In the same way, I've often found that when I've had plenty of free time to write, long empty stretches of hours with nothing to do but focus on my work, it can take me forever to get anything done. But when my schedule is full and I'm forced to carve out half an hour on the subway, an hour when I get home, plus another hour after dinner and then maybe sneak in another fifteen minutes before bed, I'm much more productive.

You'd think that working in these dribs and drabs would result in a pile of scraps with little relation to each other. In fact, my new novel Faith for Beginners was almost entirely completed this way, and I'm knee-deep in the middle of another novel whose first draft was composed drib by drab on the subway ride home from Brooklyn.

How many times have you heard the complaint, "I wish I could write more, but I just don't have the time"? Or "I'd write if I didn't have to work, but I can't afford to quit my job to be a writer."

The reality is that few writers, even ones who've been published, have the luxury of quitting their jobs to pursue their life's calling.

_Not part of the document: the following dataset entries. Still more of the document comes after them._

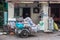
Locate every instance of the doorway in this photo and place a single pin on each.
(55, 12)
(26, 12)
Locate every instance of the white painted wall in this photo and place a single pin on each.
(10, 10)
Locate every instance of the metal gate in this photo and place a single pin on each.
(1, 18)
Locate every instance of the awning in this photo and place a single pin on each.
(51, 1)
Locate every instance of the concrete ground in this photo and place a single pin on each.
(39, 36)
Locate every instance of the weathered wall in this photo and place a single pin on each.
(10, 10)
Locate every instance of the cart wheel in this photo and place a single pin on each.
(24, 34)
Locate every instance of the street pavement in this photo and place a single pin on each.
(38, 36)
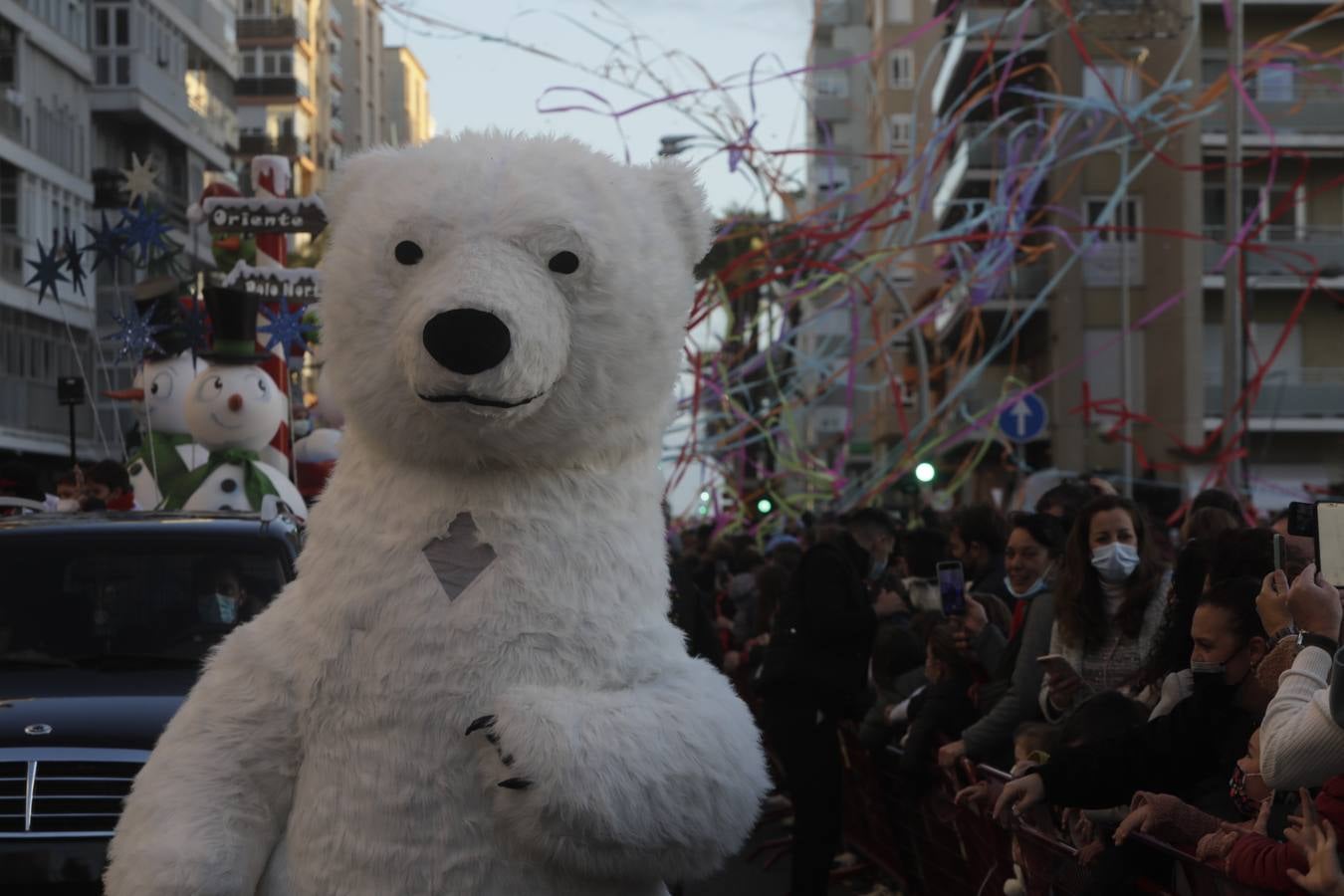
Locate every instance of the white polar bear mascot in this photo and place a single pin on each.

Luckily, there are always little wasted bits of time every day that can be recaptured and used for valuable work time. I recently read that the effects of exercise are cumulative, and four fifteen-minute blocks of exercise scattered throughout the day are equal to a continuous one-hour workout. It's my firm belief that the writing process works in much the same way.

Many writers I know invest an almost mystical belief in the necessity of deep concentration to get their pens moving. Maybe that's why there seems to be a general belief out there that if you can't work for three hours at a time, there's no use in trying to get anything done in two hours, one hour, or even half an hour. For me, the trick has been to break down the process into smaller tasks that can be completed in thirty minutes to an hour and a half. These tasks might include re-reading the previous day's work and making light revisions, re-writing a stubborn paragraph that hasn't been working, or jotting down notes for a scene that hasn't been written yet. Sometimes I'll just work on one or two pages that seem to form some kind of thematic unit in themselves, then take a break to tackle some chore I need to get done, and then pick up my book where I left off.

I'll confess that at some point in whatever project I've worked on, I've needed stretches of uninterrupted time when I could focus for longer than an hour or so. In the past, I've used holidays or vacations to block out that kind of prime writing time. However, those precious stretches of free time would have been worthless if I hadn't generated raw material during my usual hectic workweeks. So if you have a life outside of writing, as most of us are required to do, and you want to generate enough material for a collection of stories, a novel, or a book of poems, you may find the drib-and-drab method could work for you.